To get the complete picture of everything in Go 1.18, readers are encouraged to seek out the full release notes. Go 1.18 is currently in Beta 2, with a release expected this month. The maintainers will certainly be appreciative of anyone who tries it out and reports any bugs that they find.


Index entries for this article
GuestArticlesGrødem Stikbakke, Vegard


(Log in to post comments)

What's coming in Go 1.18

Posted Feb 8, 2022 23:04 UTC (Tue) by Cyberax (✭ supporter ✭, #52523) [Link]

One other significant addition: "~" operator for constraints. You can now write: "func min[T ~float32 | ~float64 | ~int](x T, y T) T" meaning that T is a type that behaves like float32, float64 or int.

What's coming in Go 1.18

Posted Feb 9, 2022 8:45 UTC (Wed) by taladar (subscriber, #68407) [Link]

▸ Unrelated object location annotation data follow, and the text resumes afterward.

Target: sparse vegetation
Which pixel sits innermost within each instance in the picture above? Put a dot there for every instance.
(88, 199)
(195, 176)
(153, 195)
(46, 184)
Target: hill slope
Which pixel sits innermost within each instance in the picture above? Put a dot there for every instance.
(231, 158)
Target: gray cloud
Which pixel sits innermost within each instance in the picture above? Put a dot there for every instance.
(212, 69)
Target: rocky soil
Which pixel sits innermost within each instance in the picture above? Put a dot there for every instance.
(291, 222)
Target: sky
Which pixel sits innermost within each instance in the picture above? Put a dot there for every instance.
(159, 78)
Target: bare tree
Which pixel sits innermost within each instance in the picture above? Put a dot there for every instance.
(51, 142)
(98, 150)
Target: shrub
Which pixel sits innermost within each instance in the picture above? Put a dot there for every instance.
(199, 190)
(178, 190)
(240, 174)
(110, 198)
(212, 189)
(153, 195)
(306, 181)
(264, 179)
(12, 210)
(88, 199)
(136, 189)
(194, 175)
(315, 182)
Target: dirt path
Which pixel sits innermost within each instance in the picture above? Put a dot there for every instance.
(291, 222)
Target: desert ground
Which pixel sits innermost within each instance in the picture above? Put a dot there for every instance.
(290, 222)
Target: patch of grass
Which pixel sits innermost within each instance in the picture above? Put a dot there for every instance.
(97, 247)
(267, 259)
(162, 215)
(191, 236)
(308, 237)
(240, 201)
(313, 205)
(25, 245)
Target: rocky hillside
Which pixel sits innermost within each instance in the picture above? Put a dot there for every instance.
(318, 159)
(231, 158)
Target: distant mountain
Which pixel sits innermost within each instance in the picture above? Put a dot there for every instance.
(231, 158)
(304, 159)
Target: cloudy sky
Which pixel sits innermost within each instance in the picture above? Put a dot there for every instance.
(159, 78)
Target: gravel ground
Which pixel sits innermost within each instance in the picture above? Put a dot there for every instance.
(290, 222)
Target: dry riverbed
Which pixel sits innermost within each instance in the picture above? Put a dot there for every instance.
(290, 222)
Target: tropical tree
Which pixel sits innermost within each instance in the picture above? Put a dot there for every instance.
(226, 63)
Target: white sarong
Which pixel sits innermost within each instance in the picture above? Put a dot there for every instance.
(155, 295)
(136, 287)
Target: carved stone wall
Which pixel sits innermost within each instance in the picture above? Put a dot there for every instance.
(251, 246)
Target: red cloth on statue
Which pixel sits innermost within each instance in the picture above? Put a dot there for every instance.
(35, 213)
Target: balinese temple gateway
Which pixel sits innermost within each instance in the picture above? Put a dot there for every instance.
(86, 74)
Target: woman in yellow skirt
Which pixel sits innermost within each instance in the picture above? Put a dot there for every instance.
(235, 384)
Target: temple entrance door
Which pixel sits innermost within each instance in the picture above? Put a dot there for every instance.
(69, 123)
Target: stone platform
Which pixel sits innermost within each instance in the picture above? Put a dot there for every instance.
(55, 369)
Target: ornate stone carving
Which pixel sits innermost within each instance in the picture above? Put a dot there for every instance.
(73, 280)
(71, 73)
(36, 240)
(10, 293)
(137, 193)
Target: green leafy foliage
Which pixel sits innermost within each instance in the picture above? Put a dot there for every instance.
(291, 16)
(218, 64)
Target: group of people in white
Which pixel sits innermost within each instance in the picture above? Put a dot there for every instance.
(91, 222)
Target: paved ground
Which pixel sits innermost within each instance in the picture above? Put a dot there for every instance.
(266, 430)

> func min(x float32, y float32) float32 {
> if x < y {
> return x
> }
> return y
> }

> type ordered interface {
> float32 | float64 | int
> }
> func min[T ordered](x T, y T) T {
> if x < y {
> return x
> }
> return y
> }

That looks like it is significantly less expressive than proper generics with open traits/type classes/interfaces/...

Can you really only specify a closed, one-time list without being able to add new types to it later?

What's coming in Go 1.18

Posted Feb 9, 2022 11:30 UTC (Wed) by jmaa (guest, #128856) [Link]

I _think_ you can define method interfaces, which should allow full generics, but the example I found of this is a year old. [1] The linked generics tutorial doesn't mention them, so who knows.

[1]: https://www.freecodecamp.org/news/generics-in-golang/

What's coming in Go 1.18

Posted Feb 9, 2022 13:19 UTC (Wed) by tsavola (subscriber, #37605) [Link]

constraints.Ordered was supposed to be shipped in the standard library (I guess it will be added in a later release). Go doesn't support operator overloading, so only primitive types (and ~primitive types) can have the < operator.

For generic code invoking methods, you can define interfaces with methods - you don't have to list concrete types.

What's coming in Go 1.18

Posted Feb 9, 2022 12:14 UTC (Wed) by Cyberax (✭ supporter ✭, #52523) [Link]

One other change that is often overlooked in 1.18 announcements is multi-module workspaces: https://go.googlesource.com/proposal/+/master/design/4571...

This _finally_ allows to do sane local development with multiple modules, so that you don't accidentally commit your "replace" directives in "go.mod".

What's coming in Go 1.18

Posted Feb 11, 2022 17:09 UTC (Fri) by blancogrande (guest, #125002) [Link]

I'm as excited about workspaces as I am about generics. Anyone using a 'monorepo' style development where multiple applications share libraries within the repo will be happy.